Magnesium & Vitamin B6
Both magnesium and vitamin B6 are used by the body to convert oxalate into other substances. Consequently, it should come as no surprise that a B6 deficiency can lead to an increase in kidney stones, relating to elevated urinary oxalate. This doesn’t mean that you need to be vitamin B6-deficient in order to benefit from supplementation. Research shows a reduction in elevated urinary oxalate following supplementation in some people who are not necessarily B6-deficient.
Many studies demonstrate that supplementing with magnesium and/or vitamin B6 significantly lowers the risk of forming kidney stones, and even helps reduce the incidence of recurrences. Suggestions for doses of magnesium and vitamin B6 in the treatment of kidney stones vary. Common recommendations include 200 to 400 mg of magnesium daily. Magnesium citrate may be the best form, since citrate itself reduces kidney stone recurrences. Take magnesium with meals.
Recommendations for vitamin B6 range from as low as 10 to 50 mg to as high as 1,000 mg daily for those with elevated urinary oxalate. At the higher level, supplementation should be monitored by a physician.
Potassium reduces urinary calcium excretion, which is important since increased levels of urinary calcium also add to the risk of kidney stones. Those who eat high amounts of dietary potassium appear to be at low risk of forming kidney stones. Fortunately, most Americans get plenty of potassium in their diet, but if a healthcare provider recommends potassium, the citrate form—as with magnesium—may be best.
Citric acid is a natural substance found in citrus fruit. Research suggests that citric acid in the form of mineral citrates (a mineral combined with citric acid) may protect against kidney stone formation.
Supplemental potassium and magnesium citrate have been used in most of the research conducted with people who have a history of kidney stones. In one placebo-controlled study, individuals receiving enough potassium citrate to provide 1,600 mg of potassium daily and enough magnesium citrate to provide 500 mg of magnesium daily experienced a decreased recurrence of kidney stone formation—from 64 to 13 percent. Participants receiving a placebo and those receiving citrate were also advised to restrict salt, sugar, animal protein, and foods rich in oxalate. Other research demonstrates a similar reduction in kidney stone recurrences with potassium and magnesium citrate supplementation.
If you suspect you have kidney stones, see a doctor immediately. If, on the other hand, you want to prevent the recurrence of kidney stones, any of these dietary supplements may be useful and are advisable.

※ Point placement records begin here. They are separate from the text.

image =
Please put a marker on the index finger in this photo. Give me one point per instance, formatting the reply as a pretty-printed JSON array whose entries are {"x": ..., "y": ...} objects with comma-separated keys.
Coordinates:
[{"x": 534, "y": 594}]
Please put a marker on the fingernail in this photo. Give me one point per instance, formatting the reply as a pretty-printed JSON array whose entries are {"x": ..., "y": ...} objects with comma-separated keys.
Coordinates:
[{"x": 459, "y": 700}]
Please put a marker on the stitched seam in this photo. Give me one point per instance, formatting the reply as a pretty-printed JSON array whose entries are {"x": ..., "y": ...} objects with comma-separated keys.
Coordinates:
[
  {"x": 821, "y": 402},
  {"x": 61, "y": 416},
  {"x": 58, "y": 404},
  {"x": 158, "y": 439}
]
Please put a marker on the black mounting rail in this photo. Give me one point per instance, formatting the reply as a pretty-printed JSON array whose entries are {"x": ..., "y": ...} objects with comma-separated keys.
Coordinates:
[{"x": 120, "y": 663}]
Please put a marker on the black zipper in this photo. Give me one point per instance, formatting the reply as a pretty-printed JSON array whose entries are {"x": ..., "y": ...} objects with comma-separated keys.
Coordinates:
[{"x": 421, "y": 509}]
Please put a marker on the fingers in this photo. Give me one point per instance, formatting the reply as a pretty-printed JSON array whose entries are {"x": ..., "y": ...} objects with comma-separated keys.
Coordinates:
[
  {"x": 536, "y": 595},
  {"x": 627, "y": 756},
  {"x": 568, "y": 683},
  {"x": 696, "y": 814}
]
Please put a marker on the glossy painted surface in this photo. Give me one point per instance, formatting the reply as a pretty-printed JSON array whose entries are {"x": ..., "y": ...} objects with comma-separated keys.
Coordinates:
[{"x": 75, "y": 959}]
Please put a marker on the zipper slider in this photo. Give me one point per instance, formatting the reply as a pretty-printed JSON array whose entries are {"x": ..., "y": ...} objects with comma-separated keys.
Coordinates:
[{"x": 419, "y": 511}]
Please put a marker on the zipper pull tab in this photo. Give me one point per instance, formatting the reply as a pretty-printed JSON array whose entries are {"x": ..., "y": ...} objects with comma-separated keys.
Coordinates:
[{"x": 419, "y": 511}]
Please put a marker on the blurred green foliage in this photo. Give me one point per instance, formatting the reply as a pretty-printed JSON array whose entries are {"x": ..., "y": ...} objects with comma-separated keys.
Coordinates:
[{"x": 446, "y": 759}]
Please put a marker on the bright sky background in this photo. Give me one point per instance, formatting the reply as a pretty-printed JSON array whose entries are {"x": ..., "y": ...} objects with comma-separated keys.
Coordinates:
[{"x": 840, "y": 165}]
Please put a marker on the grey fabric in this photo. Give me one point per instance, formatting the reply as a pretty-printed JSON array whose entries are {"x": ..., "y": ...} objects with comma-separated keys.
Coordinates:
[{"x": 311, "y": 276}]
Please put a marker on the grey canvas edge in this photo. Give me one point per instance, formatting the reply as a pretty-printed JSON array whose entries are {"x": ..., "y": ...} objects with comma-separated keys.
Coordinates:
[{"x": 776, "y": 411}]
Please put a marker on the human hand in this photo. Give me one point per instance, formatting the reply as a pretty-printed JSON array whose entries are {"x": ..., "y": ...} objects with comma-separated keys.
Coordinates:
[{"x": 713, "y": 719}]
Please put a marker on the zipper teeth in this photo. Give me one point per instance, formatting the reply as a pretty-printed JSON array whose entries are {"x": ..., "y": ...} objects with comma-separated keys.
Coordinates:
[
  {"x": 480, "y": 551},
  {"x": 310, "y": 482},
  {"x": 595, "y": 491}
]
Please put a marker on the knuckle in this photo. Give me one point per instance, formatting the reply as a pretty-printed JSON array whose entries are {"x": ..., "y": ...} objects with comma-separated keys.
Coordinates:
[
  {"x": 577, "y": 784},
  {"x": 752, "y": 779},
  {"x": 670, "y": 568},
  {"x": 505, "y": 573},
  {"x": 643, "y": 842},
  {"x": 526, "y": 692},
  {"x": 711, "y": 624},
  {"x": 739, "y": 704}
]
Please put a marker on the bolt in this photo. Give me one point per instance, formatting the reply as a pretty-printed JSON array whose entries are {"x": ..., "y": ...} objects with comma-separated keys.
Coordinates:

Although most kidney stones are caused by calcium oxalate, calcium is still important to prevent osteoporosis, especially in women. Furthermore, low dietary levels of calcium have been shown to increase the risk of getting kidney stones since there’s less calcium available to bind with oxalates. In fact, research shows that dietary calcium actually helps prevent kidney stones. At the same time, calcium supplements have not proved protective against kidney stone formation, perhaps because they were not taken with meals to prevent oxalate absorption.
If you have a family history of kidney stones, take calcium supplements with meals. Those with a personal history of stones should only take calcium supplements on the advice of a healthcare professional.
An important measure for helping to wash out formed crystals that may form stones is a high fluid intake. In one study, a high fluid intake and elimination of “dietary excesses” controlled stone formation in 60 percent of patients with kidney stones. But what you drink is as important as how much liquid you consume. Grapefruit juice increases the risk, while both coffee and tea may decrease it. Cola drinks are implicated as a possible kidney stone culprit as well.